At the start of the recent Wellfleet Community Forum, Sheila Lyons informed the large crowd that had come to talk about the precarious state of town government that Irene Daitch had died the day before. Irene was 100 years old, Sheila said, adding, “But she was a young 100.”
Indeed, she was. As noted in her obituary in last week’s issue (which featured a gleeful photo of Irene with a gigantic spritzer), she helped spearhead a major fundraising campaign in recent years for Outer Cape Health Services. She cut the ribbon at the opening of OCHS’s new Wellfleet center with characteristic verve at age 95.
Irene Daitch’s example got me thinking about what has become the central issue in this year’s presidential race: whether Joe Biden is too old at 81 to continue as chief executive. A recent New York Times and Siena College poll found that 73 percent of registered voters say Biden is too old to be effective. A majority even of those who voted for him in 2020 now feel that way, posing “a deepening threat to his re-election bid,” according to the Times.
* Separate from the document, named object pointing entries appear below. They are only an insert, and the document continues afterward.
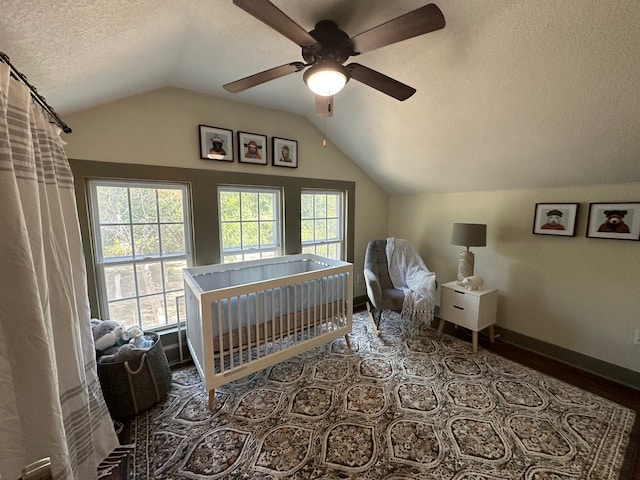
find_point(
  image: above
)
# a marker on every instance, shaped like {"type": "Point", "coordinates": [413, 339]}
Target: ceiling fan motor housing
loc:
{"type": "Point", "coordinates": [333, 44]}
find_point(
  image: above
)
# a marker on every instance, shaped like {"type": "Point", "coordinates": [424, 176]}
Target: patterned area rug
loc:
{"type": "Point", "coordinates": [405, 405]}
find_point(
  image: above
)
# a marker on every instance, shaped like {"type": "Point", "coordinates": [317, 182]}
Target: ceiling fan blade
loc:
{"type": "Point", "coordinates": [417, 22]}
{"type": "Point", "coordinates": [262, 77]}
{"type": "Point", "coordinates": [324, 106]}
{"type": "Point", "coordinates": [268, 13]}
{"type": "Point", "coordinates": [380, 82]}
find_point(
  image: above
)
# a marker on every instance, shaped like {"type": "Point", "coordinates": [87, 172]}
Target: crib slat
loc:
{"type": "Point", "coordinates": [220, 338]}
{"type": "Point", "coordinates": [240, 324]}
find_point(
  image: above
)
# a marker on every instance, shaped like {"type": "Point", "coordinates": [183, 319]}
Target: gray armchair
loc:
{"type": "Point", "coordinates": [382, 295]}
{"type": "Point", "coordinates": [380, 290]}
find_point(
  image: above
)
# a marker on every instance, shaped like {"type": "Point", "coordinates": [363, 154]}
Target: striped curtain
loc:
{"type": "Point", "coordinates": [51, 404]}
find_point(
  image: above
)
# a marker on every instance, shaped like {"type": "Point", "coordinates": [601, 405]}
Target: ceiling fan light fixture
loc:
{"type": "Point", "coordinates": [326, 79]}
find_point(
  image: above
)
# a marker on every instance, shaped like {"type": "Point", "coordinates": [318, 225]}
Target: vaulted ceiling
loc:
{"type": "Point", "coordinates": [510, 94]}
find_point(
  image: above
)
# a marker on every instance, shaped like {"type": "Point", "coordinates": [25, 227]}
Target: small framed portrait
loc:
{"type": "Point", "coordinates": [285, 152]}
{"type": "Point", "coordinates": [555, 219]}
{"type": "Point", "coordinates": [252, 148]}
{"type": "Point", "coordinates": [618, 221]}
{"type": "Point", "coordinates": [216, 143]}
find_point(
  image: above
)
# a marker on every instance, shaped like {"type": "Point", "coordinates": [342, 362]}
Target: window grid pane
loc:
{"type": "Point", "coordinates": [249, 223]}
{"type": "Point", "coordinates": [142, 236]}
{"type": "Point", "coordinates": [321, 223]}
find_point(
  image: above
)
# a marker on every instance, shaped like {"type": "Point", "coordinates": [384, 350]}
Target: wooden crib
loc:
{"type": "Point", "coordinates": [246, 316]}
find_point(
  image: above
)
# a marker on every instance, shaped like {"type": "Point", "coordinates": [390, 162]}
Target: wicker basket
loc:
{"type": "Point", "coordinates": [133, 386]}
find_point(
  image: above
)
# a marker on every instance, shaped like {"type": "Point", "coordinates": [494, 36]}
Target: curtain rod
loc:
{"type": "Point", "coordinates": [35, 95]}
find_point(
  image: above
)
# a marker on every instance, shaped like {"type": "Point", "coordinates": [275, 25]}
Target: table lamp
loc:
{"type": "Point", "coordinates": [468, 235]}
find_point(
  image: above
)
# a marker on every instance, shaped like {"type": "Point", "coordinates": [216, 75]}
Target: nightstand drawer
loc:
{"type": "Point", "coordinates": [452, 297]}
{"type": "Point", "coordinates": [459, 316]}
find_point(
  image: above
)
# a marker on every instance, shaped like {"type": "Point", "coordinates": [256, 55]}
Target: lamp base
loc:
{"type": "Point", "coordinates": [465, 265]}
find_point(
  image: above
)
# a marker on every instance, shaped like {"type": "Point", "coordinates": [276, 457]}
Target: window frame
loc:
{"type": "Point", "coordinates": [340, 208]}
{"type": "Point", "coordinates": [272, 250]}
{"type": "Point", "coordinates": [204, 206]}
{"type": "Point", "coordinates": [101, 264]}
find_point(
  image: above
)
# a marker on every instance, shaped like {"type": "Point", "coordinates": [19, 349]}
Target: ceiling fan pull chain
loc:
{"type": "Point", "coordinates": [324, 132]}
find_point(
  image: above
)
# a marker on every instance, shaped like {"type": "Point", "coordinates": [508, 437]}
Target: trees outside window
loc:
{"type": "Point", "coordinates": [322, 223]}
{"type": "Point", "coordinates": [250, 223]}
{"type": "Point", "coordinates": [141, 244]}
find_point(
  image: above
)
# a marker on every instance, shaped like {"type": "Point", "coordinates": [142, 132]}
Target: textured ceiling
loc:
{"type": "Point", "coordinates": [510, 94]}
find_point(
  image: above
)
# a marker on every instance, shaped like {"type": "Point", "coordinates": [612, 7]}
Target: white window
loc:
{"type": "Point", "coordinates": [322, 223]}
{"type": "Point", "coordinates": [141, 244]}
{"type": "Point", "coordinates": [250, 226]}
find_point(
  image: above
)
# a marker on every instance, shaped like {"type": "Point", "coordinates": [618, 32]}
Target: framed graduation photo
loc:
{"type": "Point", "coordinates": [216, 143]}
{"type": "Point", "coordinates": [252, 148]}
{"type": "Point", "coordinates": [617, 221]}
{"type": "Point", "coordinates": [285, 152]}
{"type": "Point", "coordinates": [555, 219]}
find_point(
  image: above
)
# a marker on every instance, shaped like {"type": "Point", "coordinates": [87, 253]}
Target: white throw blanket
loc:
{"type": "Point", "coordinates": [409, 273]}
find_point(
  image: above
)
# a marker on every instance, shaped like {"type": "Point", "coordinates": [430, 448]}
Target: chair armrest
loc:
{"type": "Point", "coordinates": [374, 289]}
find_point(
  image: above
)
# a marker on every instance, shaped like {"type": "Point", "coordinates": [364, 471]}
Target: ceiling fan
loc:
{"type": "Point", "coordinates": [326, 48]}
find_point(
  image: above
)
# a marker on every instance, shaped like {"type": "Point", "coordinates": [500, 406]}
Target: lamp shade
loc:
{"type": "Point", "coordinates": [469, 234]}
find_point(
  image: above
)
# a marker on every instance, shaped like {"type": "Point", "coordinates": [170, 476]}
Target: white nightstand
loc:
{"type": "Point", "coordinates": [472, 309]}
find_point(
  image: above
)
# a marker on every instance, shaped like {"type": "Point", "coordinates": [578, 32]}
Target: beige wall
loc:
{"type": "Point", "coordinates": [578, 293]}
{"type": "Point", "coordinates": [161, 128]}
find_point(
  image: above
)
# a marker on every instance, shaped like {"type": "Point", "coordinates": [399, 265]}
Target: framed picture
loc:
{"type": "Point", "coordinates": [555, 219]}
{"type": "Point", "coordinates": [216, 143]}
{"type": "Point", "coordinates": [619, 221]}
{"type": "Point", "coordinates": [285, 152]}
{"type": "Point", "coordinates": [252, 148]}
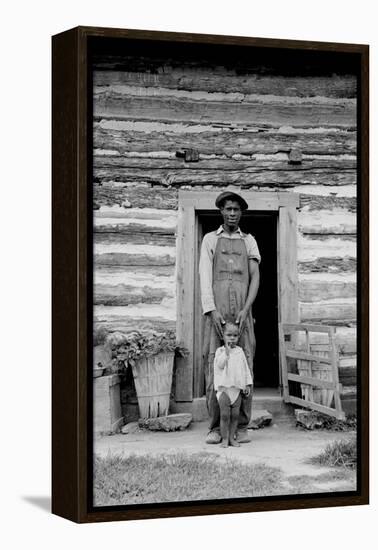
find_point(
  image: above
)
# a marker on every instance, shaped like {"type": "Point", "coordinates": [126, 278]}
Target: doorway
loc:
{"type": "Point", "coordinates": [263, 226]}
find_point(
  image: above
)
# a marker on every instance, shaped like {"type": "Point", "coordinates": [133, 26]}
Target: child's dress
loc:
{"type": "Point", "coordinates": [233, 376]}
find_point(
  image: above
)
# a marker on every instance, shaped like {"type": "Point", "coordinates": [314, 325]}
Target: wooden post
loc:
{"type": "Point", "coordinates": [285, 383]}
{"type": "Point", "coordinates": [288, 309]}
{"type": "Point", "coordinates": [287, 264]}
{"type": "Point", "coordinates": [185, 300]}
{"type": "Point", "coordinates": [335, 371]}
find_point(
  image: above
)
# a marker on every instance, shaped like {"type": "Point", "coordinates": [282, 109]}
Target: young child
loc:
{"type": "Point", "coordinates": [232, 377]}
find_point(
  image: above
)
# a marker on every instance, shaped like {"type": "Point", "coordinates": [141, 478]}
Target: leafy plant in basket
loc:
{"type": "Point", "coordinates": [150, 355]}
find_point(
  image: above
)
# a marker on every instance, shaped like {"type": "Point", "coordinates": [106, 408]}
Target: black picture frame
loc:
{"type": "Point", "coordinates": [73, 269]}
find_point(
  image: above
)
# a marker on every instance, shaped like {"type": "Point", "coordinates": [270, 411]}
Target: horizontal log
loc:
{"type": "Point", "coordinates": [324, 312]}
{"type": "Point", "coordinates": [130, 259]}
{"type": "Point", "coordinates": [348, 376]}
{"type": "Point", "coordinates": [348, 191]}
{"type": "Point", "coordinates": [329, 265]}
{"type": "Point", "coordinates": [293, 354]}
{"type": "Point", "coordinates": [125, 213]}
{"type": "Point", "coordinates": [327, 222]}
{"type": "Point", "coordinates": [186, 78]}
{"type": "Point", "coordinates": [260, 163]}
{"type": "Point", "coordinates": [310, 249]}
{"type": "Point", "coordinates": [258, 177]}
{"type": "Point", "coordinates": [314, 382]}
{"type": "Point", "coordinates": [313, 291]}
{"type": "Point", "coordinates": [327, 202]}
{"type": "Point", "coordinates": [143, 237]}
{"type": "Point", "coordinates": [348, 361]}
{"type": "Point", "coordinates": [132, 225]}
{"type": "Point", "coordinates": [346, 339]}
{"type": "Point", "coordinates": [124, 295]}
{"type": "Point", "coordinates": [127, 92]}
{"type": "Point", "coordinates": [126, 325]}
{"type": "Point", "coordinates": [109, 135]}
{"type": "Point", "coordinates": [148, 312]}
{"type": "Point", "coordinates": [108, 194]}
{"type": "Point", "coordinates": [104, 273]}
{"type": "Point", "coordinates": [271, 113]}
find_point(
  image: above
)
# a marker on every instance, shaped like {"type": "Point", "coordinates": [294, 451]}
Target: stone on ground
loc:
{"type": "Point", "coordinates": [311, 420]}
{"type": "Point", "coordinates": [260, 419]}
{"type": "Point", "coordinates": [169, 423]}
{"type": "Point", "coordinates": [130, 428]}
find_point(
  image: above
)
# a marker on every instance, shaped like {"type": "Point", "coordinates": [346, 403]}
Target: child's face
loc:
{"type": "Point", "coordinates": [231, 336]}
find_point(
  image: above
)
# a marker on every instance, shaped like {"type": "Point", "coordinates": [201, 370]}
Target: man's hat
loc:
{"type": "Point", "coordinates": [229, 195]}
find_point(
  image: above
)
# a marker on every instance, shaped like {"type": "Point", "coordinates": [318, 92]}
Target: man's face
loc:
{"type": "Point", "coordinates": [231, 213]}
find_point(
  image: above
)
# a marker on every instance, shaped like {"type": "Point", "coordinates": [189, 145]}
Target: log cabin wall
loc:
{"type": "Point", "coordinates": [254, 129]}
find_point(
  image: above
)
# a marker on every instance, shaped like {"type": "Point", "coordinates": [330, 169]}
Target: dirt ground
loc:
{"type": "Point", "coordinates": [280, 445]}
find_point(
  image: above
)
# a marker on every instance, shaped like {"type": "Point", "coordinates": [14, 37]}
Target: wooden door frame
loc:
{"type": "Point", "coordinates": [190, 204]}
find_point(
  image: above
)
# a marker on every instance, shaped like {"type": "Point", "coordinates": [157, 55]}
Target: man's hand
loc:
{"type": "Point", "coordinates": [227, 349]}
{"type": "Point", "coordinates": [218, 321]}
{"type": "Point", "coordinates": [241, 318]}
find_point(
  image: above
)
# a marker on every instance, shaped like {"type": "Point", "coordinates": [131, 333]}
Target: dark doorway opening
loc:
{"type": "Point", "coordinates": [263, 226]}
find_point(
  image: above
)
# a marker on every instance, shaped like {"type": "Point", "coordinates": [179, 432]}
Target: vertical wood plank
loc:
{"type": "Point", "coordinates": [288, 276]}
{"type": "Point", "coordinates": [285, 383]}
{"type": "Point", "coordinates": [335, 371]}
{"type": "Point", "coordinates": [288, 308]}
{"type": "Point", "coordinates": [185, 301]}
{"type": "Point", "coordinates": [199, 374]}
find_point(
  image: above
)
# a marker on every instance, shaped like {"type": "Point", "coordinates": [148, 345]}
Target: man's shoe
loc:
{"type": "Point", "coordinates": [213, 438]}
{"type": "Point", "coordinates": [243, 437]}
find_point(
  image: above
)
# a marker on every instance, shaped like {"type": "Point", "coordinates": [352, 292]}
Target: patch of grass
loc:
{"type": "Point", "coordinates": [331, 423]}
{"type": "Point", "coordinates": [176, 477]}
{"type": "Point", "coordinates": [338, 453]}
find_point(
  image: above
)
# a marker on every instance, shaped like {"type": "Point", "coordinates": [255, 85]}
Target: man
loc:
{"type": "Point", "coordinates": [229, 274]}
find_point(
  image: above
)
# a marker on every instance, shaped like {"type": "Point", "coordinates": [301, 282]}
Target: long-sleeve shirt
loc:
{"type": "Point", "coordinates": [231, 373]}
{"type": "Point", "coordinates": [206, 261]}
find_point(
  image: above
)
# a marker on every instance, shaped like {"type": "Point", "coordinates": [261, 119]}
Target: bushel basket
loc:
{"type": "Point", "coordinates": [153, 382]}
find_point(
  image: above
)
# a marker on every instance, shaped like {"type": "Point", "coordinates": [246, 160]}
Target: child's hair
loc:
{"type": "Point", "coordinates": [229, 324]}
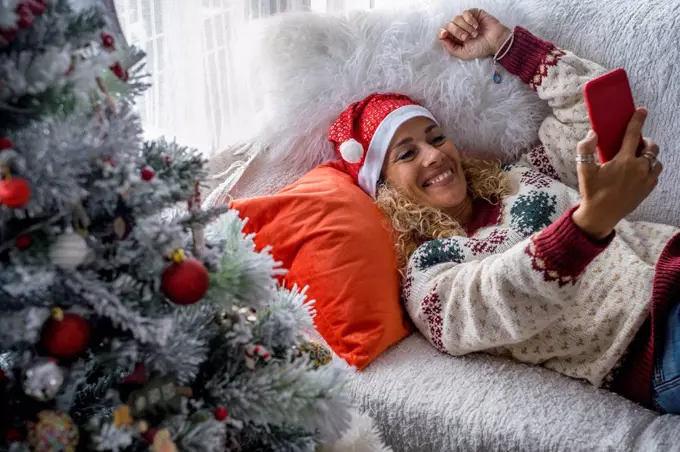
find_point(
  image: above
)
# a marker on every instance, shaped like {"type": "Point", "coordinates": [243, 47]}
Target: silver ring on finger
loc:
{"type": "Point", "coordinates": [651, 158]}
{"type": "Point", "coordinates": [585, 158]}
Just a few weeks before that, Justice Dept. Special Counsel Robert Hur, in a report on Biden’s mishandling of classified documents, described the president as a “sympathetic, well-meaning, elderly man with a poor memory.” Ouch. (Hur is a Republican who served in Donald Trump’s Justice Dept.)
I’m rather mystified by the relentless focus on Biden’s age. At 81, he is undeniably an old man. By that age, many people are not just diminished or enfeebled, they’re actually dead. But we all know plenty of people in their 80s and even 90s who are healthy, vigorous, and quick-witted. There’s an enormous range of energy and mental capacity in old age. And judging from Biden’s performance at his State of the Union speech last week, he’s still remarkably robust and clear-minded.
He stumbled over some of his words, which he’s always done. Trump was quick to make fun of his stutter. “I’m gonna bring the country tuh-tuh-tuh-together,” he said at a rally in Georgia, caricaturing Biden. A spokesman said later that Trump was “clearly talking about Crooked Joe Biden’s mental state.” Stuttering, of course, is unrelated to intelligence.
But advanced age, as Irene Daitch showed us, is often related to wisdom. In a 2016 speech to the American Institute for Stuttering, Biden said, “I learned so much from having to deal with stuttering. It gave me insight into other people’s pain, other people’s suffering.”
Meanwhile, Trump’s age — he’ll be 78 in June — doesn’t seem to have registered with most voters. “Donald Trump is not an old man,” says Kari Lake, a Republican candidate for the U.S. Senate in Arizona. “His cognitive abilities are unlike anything I’ve ever seen.” I can’t argue with her on that.
And so it looks like we will be faced this November with a choice between a sympathetic, well-meaning, elderly man and a cruel, vindictive, elderly man. Not a tough choice.